Normal adult cardiomyocytes are rod-shaped with sharp defined intercalated discs. This phenotype is clearly visible in freshly isolated cells (Figure 2(a); Rdx, yellow arrows) as well as in myocytes of the human myocardium (Figure 2(b); Rdx, yellow arrows). In culture, unstimulated cardiomyocytes (Con) round up to a different degree in a 10-day period (Figure 2(c); yellow arrows in the control group), but still some cells maintain their rod-shaped phenotype (Figure 2(c); white arrows in the control group).

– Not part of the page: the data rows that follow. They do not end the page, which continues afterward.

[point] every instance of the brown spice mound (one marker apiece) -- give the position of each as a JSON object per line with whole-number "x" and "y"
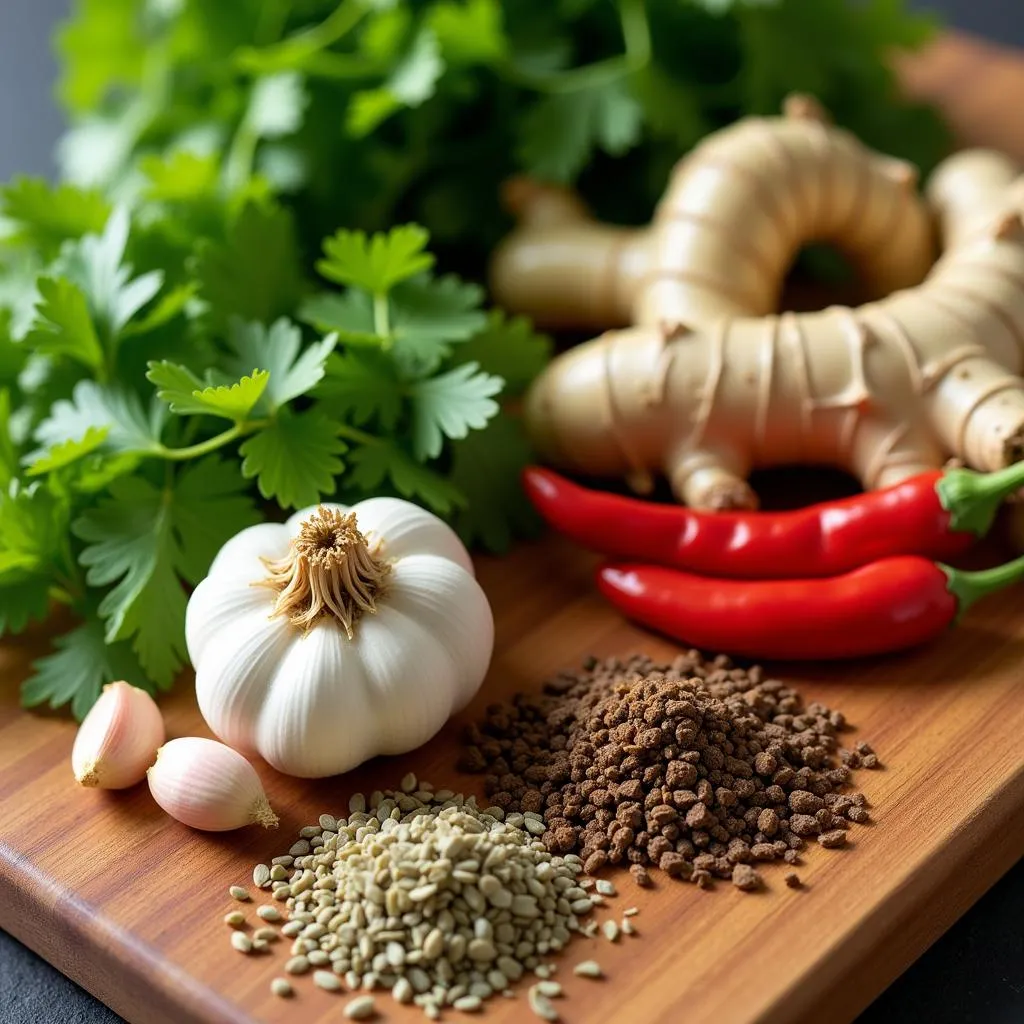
{"x": 696, "y": 767}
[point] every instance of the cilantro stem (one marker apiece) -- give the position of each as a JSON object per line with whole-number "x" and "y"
{"x": 292, "y": 53}
{"x": 636, "y": 35}
{"x": 382, "y": 317}
{"x": 210, "y": 444}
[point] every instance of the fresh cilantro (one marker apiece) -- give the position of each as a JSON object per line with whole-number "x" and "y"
{"x": 507, "y": 347}
{"x": 363, "y": 385}
{"x": 469, "y": 33}
{"x": 83, "y": 662}
{"x": 185, "y": 394}
{"x": 64, "y": 324}
{"x": 255, "y": 273}
{"x": 486, "y": 467}
{"x": 374, "y": 467}
{"x": 164, "y": 360}
{"x": 376, "y": 264}
{"x": 129, "y": 427}
{"x": 138, "y": 539}
{"x": 561, "y": 132}
{"x": 48, "y": 215}
{"x": 450, "y": 406}
{"x": 95, "y": 264}
{"x": 278, "y": 349}
{"x": 295, "y": 459}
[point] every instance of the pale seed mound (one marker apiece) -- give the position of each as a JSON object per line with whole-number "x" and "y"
{"x": 425, "y": 894}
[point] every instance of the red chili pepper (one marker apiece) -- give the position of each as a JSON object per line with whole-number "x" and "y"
{"x": 891, "y": 604}
{"x": 937, "y": 514}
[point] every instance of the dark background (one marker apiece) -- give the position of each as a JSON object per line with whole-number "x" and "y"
{"x": 973, "y": 975}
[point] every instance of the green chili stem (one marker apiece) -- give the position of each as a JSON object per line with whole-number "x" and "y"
{"x": 969, "y": 587}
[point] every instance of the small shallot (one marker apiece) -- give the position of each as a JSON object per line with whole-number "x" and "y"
{"x": 118, "y": 739}
{"x": 208, "y": 785}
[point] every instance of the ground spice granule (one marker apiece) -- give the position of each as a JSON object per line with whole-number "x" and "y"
{"x": 695, "y": 767}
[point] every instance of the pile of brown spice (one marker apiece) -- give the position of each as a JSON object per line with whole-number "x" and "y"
{"x": 697, "y": 767}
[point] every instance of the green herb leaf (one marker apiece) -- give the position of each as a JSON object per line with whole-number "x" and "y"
{"x": 507, "y": 347}
{"x": 372, "y": 467}
{"x": 77, "y": 671}
{"x": 96, "y": 264}
{"x": 486, "y": 467}
{"x": 378, "y": 263}
{"x": 293, "y": 370}
{"x": 255, "y": 274}
{"x": 129, "y": 427}
{"x": 469, "y": 33}
{"x": 295, "y": 459}
{"x": 48, "y": 215}
{"x": 450, "y": 406}
{"x": 66, "y": 453}
{"x": 64, "y": 325}
{"x": 138, "y": 540}
{"x": 186, "y": 395}
{"x": 24, "y": 602}
{"x": 360, "y": 386}
{"x": 561, "y": 132}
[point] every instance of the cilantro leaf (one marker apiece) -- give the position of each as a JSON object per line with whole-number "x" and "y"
{"x": 181, "y": 177}
{"x": 373, "y": 466}
{"x": 450, "y": 406}
{"x": 378, "y": 263}
{"x": 48, "y": 215}
{"x": 138, "y": 540}
{"x": 508, "y": 347}
{"x": 275, "y": 104}
{"x": 8, "y": 453}
{"x": 426, "y": 316}
{"x": 185, "y": 394}
{"x": 469, "y": 33}
{"x": 255, "y": 273}
{"x": 295, "y": 459}
{"x": 560, "y": 133}
{"x": 211, "y": 505}
{"x": 349, "y": 313}
{"x": 23, "y": 602}
{"x": 129, "y": 427}
{"x": 293, "y": 370}
{"x": 95, "y": 264}
{"x": 62, "y": 325}
{"x": 486, "y": 467}
{"x": 77, "y": 670}
{"x": 360, "y": 386}
{"x": 412, "y": 82}
{"x": 65, "y": 453}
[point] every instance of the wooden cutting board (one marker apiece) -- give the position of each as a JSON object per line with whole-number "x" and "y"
{"x": 129, "y": 903}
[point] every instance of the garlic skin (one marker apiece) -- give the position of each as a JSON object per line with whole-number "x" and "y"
{"x": 118, "y": 738}
{"x": 207, "y": 785}
{"x": 368, "y": 647}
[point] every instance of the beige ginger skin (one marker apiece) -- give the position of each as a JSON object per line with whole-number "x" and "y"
{"x": 710, "y": 382}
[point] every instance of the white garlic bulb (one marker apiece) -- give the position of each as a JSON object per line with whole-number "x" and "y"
{"x": 341, "y": 634}
{"x": 207, "y": 785}
{"x": 118, "y": 738}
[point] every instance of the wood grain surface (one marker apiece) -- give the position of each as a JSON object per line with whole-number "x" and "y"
{"x": 129, "y": 903}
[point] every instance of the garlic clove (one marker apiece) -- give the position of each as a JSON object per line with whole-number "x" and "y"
{"x": 118, "y": 738}
{"x": 208, "y": 785}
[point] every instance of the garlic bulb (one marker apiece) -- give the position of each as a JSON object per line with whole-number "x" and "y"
{"x": 338, "y": 635}
{"x": 118, "y": 738}
{"x": 205, "y": 784}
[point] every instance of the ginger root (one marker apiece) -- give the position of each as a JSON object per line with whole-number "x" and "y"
{"x": 710, "y": 383}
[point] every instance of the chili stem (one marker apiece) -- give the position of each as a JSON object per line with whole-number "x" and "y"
{"x": 973, "y": 499}
{"x": 969, "y": 587}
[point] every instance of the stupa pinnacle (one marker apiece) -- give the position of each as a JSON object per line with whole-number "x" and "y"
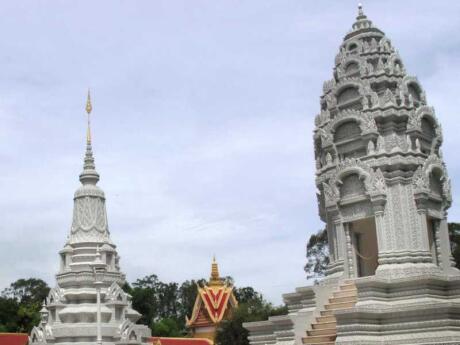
{"x": 383, "y": 195}
{"x": 88, "y": 305}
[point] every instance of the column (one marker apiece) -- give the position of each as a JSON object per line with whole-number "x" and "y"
{"x": 349, "y": 251}
{"x": 447, "y": 262}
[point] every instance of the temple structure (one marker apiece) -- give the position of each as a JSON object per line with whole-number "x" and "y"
{"x": 384, "y": 193}
{"x": 88, "y": 305}
{"x": 214, "y": 303}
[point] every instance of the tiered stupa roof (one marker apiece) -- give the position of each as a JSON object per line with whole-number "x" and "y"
{"x": 70, "y": 312}
{"x": 214, "y": 302}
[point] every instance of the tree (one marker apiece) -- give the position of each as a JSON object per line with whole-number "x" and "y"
{"x": 251, "y": 307}
{"x": 166, "y": 327}
{"x": 20, "y": 304}
{"x": 317, "y": 254}
{"x": 454, "y": 235}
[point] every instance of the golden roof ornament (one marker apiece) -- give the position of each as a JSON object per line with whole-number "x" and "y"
{"x": 89, "y": 108}
{"x": 215, "y": 277}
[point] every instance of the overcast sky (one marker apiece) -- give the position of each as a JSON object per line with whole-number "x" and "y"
{"x": 202, "y": 126}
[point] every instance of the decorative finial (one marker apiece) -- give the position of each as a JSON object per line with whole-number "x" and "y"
{"x": 215, "y": 277}
{"x": 89, "y": 108}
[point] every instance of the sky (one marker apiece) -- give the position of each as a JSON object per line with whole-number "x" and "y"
{"x": 202, "y": 126}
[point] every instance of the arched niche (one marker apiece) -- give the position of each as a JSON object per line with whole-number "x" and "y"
{"x": 435, "y": 182}
{"x": 347, "y": 94}
{"x": 351, "y": 185}
{"x": 348, "y": 140}
{"x": 415, "y": 91}
{"x": 351, "y": 67}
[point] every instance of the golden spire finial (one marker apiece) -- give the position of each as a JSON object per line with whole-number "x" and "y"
{"x": 89, "y": 108}
{"x": 215, "y": 277}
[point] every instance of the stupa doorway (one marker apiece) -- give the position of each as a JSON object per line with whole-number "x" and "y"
{"x": 364, "y": 246}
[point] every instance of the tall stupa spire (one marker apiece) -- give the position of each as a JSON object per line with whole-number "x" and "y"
{"x": 89, "y": 174}
{"x": 74, "y": 309}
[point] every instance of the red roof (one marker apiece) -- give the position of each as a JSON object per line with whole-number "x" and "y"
{"x": 178, "y": 341}
{"x": 13, "y": 339}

Cell-cell contacts are random after plating, and no contractile activity is observed.

In contrast, serum-stimulated cardiomyocytes lose their rod-shaped phenotype and increase their surface area by spreading laterally until day 10 (Figure 2(d); long black arrow and magnified image). Cell-cell contacts are partly reestablished to cells in close vicinity by spreading, and some beating cardiomyocytes become visible. Stimulation with morphogens (Morpho) induces a completely different phenotype (Figure 2(d); long white arrow and magnified image). Myocytes show massive elongation along with the formation of multiple cellular contacts, and only some lateral spreading is recognizable. Furthermore, morphogen-stimulated cultures show multiple long and thin extensions while only few were detected in serum-stimulated myocytes (white arrowheads versus black arrowheads in magnified images). By this, morphogen-stimulated cardiomyocytes establish cell-cell contacts in the immediate and more distant vicinity.

Dedifferentiation of adult cardiomyocytes became apparent after day 4 and was strongly induced by morphogens but only mildly by serum. However, serum enhanced morphogen-induced α-SMA in cardiomyocytes (Figure 2(e)). Both nonmuscle α-actinins 1 and 4 (Actn1 and Actn4) were strongly expressed in morphogen-stimulated adult cardiomyocytes (Figure 2(e)). Since α-SMA as well as Actn1 and Actn4 (Figure 2(f)) is present in neonatal cardiomyocytes, their expression in adult myocytes indicates the activation of fetal pathways.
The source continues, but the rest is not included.